By J.M. Phelps
More than two dozen military service members reached out to The Epoch Times, saying they are discouraging their children from donning the uniform. This marks the end of a legacy for some families, and a tough decision for all.
Chris Collins served in the Coast Guard for nearly 12 years before “getting kicked out” in 2022 for refusing to take the COVID-19 vaccine, he said. And he now plans to “steer” his two children away from joining the military. “It has a lot to do with distrust and the current culture,” he told The Epoch Times.
“I actually convinced my brother to join shortly after he left high school,” Mr. Collins said. “He picked the Air Force as his branch, and I regret the decision to encourage him to join because it didn’t work out well for him.”
He and his brother shared many of the same concerns, which created distrust in the military.

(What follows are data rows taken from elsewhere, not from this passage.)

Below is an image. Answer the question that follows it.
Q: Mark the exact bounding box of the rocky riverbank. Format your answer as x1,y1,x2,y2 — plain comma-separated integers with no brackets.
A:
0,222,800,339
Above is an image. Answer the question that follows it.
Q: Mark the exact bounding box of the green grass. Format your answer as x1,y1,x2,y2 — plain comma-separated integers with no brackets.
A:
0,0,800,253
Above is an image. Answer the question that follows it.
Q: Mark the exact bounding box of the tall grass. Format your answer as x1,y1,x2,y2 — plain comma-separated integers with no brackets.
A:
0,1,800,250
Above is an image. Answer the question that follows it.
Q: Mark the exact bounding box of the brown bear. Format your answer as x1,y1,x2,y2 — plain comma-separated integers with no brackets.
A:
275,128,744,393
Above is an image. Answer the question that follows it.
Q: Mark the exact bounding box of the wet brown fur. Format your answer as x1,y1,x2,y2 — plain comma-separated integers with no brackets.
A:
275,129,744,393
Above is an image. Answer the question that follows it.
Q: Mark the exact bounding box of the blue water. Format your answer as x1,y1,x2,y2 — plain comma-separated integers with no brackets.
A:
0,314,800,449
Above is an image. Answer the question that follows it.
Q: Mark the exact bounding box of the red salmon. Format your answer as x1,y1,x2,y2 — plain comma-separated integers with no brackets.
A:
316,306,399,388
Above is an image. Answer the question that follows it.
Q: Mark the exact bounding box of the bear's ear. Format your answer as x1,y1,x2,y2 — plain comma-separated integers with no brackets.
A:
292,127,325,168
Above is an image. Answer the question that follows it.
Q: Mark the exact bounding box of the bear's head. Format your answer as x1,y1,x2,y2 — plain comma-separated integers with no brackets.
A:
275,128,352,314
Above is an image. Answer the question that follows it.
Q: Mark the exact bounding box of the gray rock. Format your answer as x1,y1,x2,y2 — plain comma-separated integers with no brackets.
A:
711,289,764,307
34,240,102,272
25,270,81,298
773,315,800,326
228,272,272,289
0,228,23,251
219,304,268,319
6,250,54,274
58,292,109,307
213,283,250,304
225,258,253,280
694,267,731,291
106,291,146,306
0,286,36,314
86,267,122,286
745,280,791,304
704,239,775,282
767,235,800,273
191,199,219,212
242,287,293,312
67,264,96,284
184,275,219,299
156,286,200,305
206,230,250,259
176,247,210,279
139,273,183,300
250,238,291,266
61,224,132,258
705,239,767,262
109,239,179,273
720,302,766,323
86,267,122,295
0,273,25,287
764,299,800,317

“The vaccine was a huge thing for me,” Mr. Collins said. “The higher-ups of military leadership, the people I once trusted to have my best interest in mind, flat out ignored everything I said in opposition to the taking the vaccine.”
As a result, he was forced to decide to take the vaccine or leave over a decade of service behind.
One of the primary reasons he joined the Coast Guard was “for the comradery,” Mr. Collins said. “I didn’t think I would find that from any other job.”
“I was once part of a Coast Guard that harped on being family, always being there for each other. But I became inconvenient when I tried to get religious accommodation for the vaccine,” he said, adding that he learned “very quickly what the higher-ups in the Coast Guard were all about, and the whole family atmosphere that was promoted to me early on was all just a façade.”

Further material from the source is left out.